Software Engineering in the AI Era: from ML to LLMs and Agentic AI

I started my research on “How to build production-ready machine learning (ML) systems” in 2019. In my first blogpost I analysed how this is different from “building production-ready software systems”. I followed that up with more blogs on testing ML applications, a quality model for AI systems (by 2022 the term ML had been replaced by the broader term AI), and an tool overview of all the software engineering (SE) “tools” I found that help AI engineers to build AI systems. By then, ChatGPT had entered the arena, and it was a true gamechanger for AI systems. All of a sudden, companies around us started asking for software systems that make use of LLMs to interact with end users in natural language, or to process natural language data. Thus, I analysed what is needed to “build production-ready LLM systems”. We have been working on this question since then, and we will keep publishing blog posts on this topic, or presenting about it in industry conferences.
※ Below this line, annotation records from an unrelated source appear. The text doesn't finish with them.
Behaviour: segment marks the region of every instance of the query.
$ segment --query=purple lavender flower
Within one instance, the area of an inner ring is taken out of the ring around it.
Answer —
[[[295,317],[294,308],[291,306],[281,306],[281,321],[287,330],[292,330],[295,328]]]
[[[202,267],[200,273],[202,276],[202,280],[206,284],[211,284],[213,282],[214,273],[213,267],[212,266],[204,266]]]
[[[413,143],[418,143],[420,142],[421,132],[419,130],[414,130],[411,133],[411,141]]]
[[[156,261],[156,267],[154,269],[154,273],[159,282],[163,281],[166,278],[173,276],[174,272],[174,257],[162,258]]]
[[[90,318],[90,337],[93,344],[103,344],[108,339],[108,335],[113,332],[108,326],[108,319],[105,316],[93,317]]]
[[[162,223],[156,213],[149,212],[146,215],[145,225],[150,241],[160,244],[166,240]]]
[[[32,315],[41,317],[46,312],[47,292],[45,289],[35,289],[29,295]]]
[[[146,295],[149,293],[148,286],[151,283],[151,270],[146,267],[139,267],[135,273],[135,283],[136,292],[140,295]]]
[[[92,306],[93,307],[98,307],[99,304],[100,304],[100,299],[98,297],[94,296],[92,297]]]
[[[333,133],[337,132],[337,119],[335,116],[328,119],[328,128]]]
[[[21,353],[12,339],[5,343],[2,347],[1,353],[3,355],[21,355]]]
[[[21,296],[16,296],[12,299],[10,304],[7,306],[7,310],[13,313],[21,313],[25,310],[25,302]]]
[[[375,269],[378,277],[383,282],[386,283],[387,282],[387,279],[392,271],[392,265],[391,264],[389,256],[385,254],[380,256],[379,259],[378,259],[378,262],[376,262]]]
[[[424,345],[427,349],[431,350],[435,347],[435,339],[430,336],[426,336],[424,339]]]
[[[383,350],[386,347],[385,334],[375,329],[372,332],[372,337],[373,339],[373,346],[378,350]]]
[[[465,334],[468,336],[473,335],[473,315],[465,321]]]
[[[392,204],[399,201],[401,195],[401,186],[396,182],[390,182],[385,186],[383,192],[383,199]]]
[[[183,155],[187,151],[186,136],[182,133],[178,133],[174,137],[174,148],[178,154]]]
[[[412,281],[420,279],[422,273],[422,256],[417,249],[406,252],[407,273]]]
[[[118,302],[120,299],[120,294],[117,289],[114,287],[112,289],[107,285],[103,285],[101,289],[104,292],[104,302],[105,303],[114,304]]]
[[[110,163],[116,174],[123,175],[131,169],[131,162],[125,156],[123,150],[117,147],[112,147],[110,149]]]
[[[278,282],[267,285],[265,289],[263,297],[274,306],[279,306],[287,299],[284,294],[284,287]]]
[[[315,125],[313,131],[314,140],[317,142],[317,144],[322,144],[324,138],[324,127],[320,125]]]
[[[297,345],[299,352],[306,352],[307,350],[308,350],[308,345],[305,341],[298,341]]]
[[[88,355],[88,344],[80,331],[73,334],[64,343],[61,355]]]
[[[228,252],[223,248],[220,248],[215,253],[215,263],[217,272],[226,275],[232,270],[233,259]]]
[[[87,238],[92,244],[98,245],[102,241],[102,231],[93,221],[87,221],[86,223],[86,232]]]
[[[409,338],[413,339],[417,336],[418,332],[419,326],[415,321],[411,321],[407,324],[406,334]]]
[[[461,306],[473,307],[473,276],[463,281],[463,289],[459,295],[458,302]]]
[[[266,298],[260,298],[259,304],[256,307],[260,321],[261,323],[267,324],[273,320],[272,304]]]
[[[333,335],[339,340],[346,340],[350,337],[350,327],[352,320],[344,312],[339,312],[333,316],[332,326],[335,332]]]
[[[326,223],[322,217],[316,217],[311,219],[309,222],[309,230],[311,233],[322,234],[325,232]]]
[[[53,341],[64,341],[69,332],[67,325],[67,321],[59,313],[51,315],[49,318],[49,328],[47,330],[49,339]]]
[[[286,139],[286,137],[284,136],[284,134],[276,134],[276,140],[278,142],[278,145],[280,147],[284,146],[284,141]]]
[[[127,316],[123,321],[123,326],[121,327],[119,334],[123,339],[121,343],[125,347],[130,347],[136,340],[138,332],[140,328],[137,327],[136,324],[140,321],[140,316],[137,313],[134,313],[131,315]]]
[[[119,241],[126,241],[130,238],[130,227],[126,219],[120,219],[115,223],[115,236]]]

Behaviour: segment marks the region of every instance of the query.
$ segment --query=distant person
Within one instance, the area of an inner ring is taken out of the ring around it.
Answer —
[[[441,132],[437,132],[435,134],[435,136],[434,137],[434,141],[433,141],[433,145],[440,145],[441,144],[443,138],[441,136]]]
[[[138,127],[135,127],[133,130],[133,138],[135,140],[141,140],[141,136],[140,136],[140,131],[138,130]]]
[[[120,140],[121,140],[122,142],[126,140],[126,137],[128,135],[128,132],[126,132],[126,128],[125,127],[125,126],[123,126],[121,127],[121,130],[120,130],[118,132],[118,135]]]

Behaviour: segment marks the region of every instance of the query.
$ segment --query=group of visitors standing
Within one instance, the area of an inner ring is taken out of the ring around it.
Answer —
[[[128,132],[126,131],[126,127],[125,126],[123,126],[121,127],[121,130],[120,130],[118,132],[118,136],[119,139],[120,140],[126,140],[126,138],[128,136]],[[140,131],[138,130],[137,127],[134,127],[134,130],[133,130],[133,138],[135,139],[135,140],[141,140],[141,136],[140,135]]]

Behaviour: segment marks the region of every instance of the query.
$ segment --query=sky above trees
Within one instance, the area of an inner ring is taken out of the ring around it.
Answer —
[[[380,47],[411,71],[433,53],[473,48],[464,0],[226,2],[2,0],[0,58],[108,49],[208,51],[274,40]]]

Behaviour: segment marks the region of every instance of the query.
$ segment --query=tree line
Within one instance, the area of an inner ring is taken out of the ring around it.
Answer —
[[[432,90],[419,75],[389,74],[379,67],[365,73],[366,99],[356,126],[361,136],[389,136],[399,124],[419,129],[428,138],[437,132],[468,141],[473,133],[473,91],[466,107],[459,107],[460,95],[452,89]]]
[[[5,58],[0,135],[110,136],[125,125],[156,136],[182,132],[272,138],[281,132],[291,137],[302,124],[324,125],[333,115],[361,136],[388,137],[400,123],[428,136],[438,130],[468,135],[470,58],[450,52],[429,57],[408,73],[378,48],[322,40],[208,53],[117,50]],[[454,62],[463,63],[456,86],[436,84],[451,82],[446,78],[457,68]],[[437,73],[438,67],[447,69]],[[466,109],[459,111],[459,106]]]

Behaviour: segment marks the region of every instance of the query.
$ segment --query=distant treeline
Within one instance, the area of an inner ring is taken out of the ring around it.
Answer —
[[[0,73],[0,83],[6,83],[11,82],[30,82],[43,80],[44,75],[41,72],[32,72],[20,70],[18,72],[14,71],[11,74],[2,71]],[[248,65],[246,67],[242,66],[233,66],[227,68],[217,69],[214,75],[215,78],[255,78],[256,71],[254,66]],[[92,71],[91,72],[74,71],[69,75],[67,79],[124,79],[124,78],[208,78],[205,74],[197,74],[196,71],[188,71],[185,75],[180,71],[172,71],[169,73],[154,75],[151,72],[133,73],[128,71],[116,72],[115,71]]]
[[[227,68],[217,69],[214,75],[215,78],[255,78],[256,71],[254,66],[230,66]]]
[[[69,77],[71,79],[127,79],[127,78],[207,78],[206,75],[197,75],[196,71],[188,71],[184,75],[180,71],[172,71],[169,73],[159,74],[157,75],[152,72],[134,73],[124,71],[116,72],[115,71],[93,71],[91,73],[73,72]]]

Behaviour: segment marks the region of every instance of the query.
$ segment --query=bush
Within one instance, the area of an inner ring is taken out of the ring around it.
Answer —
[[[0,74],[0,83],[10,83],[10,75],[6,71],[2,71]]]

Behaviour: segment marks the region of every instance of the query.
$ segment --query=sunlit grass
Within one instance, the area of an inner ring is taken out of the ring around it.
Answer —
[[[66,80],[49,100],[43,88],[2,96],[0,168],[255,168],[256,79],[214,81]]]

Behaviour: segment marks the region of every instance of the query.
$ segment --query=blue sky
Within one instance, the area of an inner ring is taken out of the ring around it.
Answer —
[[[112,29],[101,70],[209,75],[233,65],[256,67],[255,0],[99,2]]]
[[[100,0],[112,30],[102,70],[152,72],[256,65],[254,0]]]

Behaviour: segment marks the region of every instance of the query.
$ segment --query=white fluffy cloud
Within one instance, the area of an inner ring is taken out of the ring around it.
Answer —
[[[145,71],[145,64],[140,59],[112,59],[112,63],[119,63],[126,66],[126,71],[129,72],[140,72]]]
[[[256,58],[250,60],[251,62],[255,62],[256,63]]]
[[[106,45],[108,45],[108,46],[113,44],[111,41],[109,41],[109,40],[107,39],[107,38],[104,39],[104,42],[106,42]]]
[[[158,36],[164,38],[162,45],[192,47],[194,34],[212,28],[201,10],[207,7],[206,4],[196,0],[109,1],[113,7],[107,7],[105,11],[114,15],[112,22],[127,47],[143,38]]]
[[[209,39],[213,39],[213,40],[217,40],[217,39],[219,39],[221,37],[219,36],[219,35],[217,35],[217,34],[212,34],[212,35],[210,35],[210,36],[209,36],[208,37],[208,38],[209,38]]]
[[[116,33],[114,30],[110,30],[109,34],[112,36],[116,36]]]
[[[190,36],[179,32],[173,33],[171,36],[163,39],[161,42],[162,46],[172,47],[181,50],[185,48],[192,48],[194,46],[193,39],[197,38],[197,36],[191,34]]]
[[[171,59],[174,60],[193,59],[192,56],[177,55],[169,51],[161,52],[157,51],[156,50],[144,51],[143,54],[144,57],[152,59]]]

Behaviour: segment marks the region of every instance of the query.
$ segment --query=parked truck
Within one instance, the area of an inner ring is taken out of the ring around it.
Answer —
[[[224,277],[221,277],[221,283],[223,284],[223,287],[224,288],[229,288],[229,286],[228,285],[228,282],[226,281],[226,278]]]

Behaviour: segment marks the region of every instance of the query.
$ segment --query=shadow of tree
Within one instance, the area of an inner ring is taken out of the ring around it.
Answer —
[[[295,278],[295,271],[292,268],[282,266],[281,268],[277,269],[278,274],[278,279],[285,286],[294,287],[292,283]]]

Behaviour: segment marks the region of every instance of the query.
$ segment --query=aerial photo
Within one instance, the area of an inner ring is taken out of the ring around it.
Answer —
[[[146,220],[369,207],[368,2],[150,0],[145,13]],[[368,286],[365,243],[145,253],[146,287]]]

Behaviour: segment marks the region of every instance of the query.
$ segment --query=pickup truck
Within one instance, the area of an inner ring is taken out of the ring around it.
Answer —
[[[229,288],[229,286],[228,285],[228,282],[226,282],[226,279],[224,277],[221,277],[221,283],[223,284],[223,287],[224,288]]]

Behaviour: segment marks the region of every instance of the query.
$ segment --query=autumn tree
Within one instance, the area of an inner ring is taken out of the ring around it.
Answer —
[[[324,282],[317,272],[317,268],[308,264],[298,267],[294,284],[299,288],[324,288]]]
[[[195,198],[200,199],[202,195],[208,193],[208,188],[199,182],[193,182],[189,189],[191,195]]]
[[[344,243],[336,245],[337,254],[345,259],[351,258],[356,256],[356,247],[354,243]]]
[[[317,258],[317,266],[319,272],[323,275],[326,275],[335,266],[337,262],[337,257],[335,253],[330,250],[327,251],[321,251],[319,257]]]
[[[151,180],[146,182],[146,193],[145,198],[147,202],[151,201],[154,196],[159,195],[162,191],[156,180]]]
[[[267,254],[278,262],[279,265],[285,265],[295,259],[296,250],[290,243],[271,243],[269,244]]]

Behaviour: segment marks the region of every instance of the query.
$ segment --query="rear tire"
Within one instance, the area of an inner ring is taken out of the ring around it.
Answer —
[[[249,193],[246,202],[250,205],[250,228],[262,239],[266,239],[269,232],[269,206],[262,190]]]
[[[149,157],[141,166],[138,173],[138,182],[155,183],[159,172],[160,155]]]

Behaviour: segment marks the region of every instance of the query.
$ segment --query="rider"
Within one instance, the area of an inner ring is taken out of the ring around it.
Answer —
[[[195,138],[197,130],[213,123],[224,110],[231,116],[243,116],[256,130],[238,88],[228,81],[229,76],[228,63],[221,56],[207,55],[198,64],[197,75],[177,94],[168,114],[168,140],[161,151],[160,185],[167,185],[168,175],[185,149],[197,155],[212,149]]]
In the meantime, another question popped up, that is even more fundamental for the software engineer. As many of the successful LLM-based tools are actually supporting parts of the SE process. The most obvious one being the tools that generate code for us. In this blog post I will give an software engineering perspective on the most recent developments in AI. I realize that it will probably be outdated next month, but I do feel that it is important to characterize the different aspects that we need to take into account when trying to predict the future of software engineering.

What is AI?

Before we continue, we need to define AI. For this I would like to copy the definitions from Analytics Vidhya (they also have a nice picture integrating all this). Each level is encompassed in the level above it (AI > ML > DL > GenAI > LLM).

AI: A broad field focused on creating models that simulate human intelligence to perform tasks like decision-making, problem-solving, and learning.
ML: A subset of AI that enables models to learn from data and make predictions or decisions without explicit programming.
Deep Learning (DL): A subset of machine learning driven by multilayered neural networks whose design is inspired by the structure of the human brain.
Generative AI (GenAI): A subset of DL focused on creating new content (text, images, music, etc.) based on learned patterns from existing data.
LLM: A type of large neural network model designed to understand and generate human-like language, often used in NLP (Natural Language Processing) tasks.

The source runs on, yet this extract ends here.